Security Engineer

📋 Description

• Support and uphold Audienceview's PCI DSS compliance initiative, which includes scoping exercises, gap assessments, evidence gathering, and collaboration with QSAs during annual audits.

• Plan and conduct penetration tests on both internal and external systems, web applications, and APIs, documenting findings and collaborating with engineering teams to facilitate remediation.

• Execute application security evaluations and code reviews to uncover vulnerabilities within Audienceview's software portfolio.

• Assess and secure AI and LLM integrations.

• Manage incident response by monitoring, detecting, and addressing security events and incidents.

• Be adaptable to flexible working hours to support incident response activities.

• Conduct vulnerability assessments and risk analyses to address security weaknesses.

• Develop, implement, and sustain security controls, policies, and procedures in accordance with industry and regulatory standards.

• Perform security reviews of system architectures, network setups, and application deployments, ensuring that PCI DSS requirements are met from design through to production.

• Work collaboratively with engineering teams to integrate security and compliance requirements into the software development lifecycle (SDLC).

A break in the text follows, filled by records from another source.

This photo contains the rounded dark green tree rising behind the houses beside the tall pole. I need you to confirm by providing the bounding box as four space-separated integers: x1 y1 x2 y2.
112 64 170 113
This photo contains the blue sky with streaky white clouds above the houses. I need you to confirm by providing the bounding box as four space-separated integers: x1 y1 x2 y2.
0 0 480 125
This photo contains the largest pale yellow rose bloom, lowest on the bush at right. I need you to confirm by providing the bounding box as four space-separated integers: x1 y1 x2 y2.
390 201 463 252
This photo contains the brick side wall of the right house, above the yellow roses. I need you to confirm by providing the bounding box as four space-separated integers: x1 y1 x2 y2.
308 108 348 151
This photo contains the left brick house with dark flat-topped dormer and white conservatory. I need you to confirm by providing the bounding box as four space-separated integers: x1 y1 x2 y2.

• Investigate and prioritize security alerts, perform root cause analysis, and document findings for both operational and compliance purposes.

⛳️ Requirements

• Proven experience in penetration testing, encompassing network, web application, and API testing using industry-standard tools (e.g., Burp Suite, Metasploit, Nmap, OWASP ZAP).

• Background in software development or secure code review, capable of reading, analyzing, and identifying security vulnerabilities in application source code.

• Strong knowledge of PCI DSS requirements (v4.0+) and experience in facilitating PCI DSS audits.

• Familiarity with cloud security in AWS or Azure environments.

• Understanding of the OWASP Top 10, common application vulnerabilities, and secure coding practices.

• Knowledge of identity and access management (IAM), multi-factor authentication, and zero-trust principles.

• Insight into the vulnerability management lifecycle, patch management processes, and compensating controls.

• Awareness of common attack vectors, the MITRE ATT&CK framework, and threat intelligence practices.

• Proficiency in one or more programming languages: Java, JavaScript, C++, Clojure, .NET, or Classic ASP.

• Strong understanding of operating systems security (Windows, Linux, macOS).

• Awareness of AI security risks, familiarity with MCP (Model Context Protocol), and experience in securing AI agent-to-tool integrations.

• Proficient in using SIEM (Security Information and Event Management) platforms and EDR (Endpoint Detection and Response) solutions.

• Experience with scripting and automation (Python, PowerShell, Bash) for security operations and compliance evidence collection.

• Familiarity with endpoint security and DLP (Data Loss Prevention).

• Experience in containerization and Kubernetes security.

• Knowledge of SAST (Static Application Security Testing) and DAST (Dynamic Application Security Testing) tools.

• Background in red team or purple team exercises.

• Bachelor’s degree in Computer Science, Information Security, Cybersecurity, or a related field, or equivalent practical experience.

• Relevant certifications (one or more preferred): PCIP, PCI-QSP, OSCP, CISSP, CRISC, CISA, CEH, AWS, Azure, or any other recognized cybersecurity or AI security certification.

• Over 5 years of hands-on experience in information security, cybersecurity operations, or a related systems security role.

• Exceptional communication skills in English.

🏝️ Benefits

• Comprehensive benefits package.

• Competitive salary structure.

• Flexible working hours.

• Opportunities for remote work.

• Generous, uncapped vacation and sick leave policy.

• Initiatives promoting diversity and inclusion.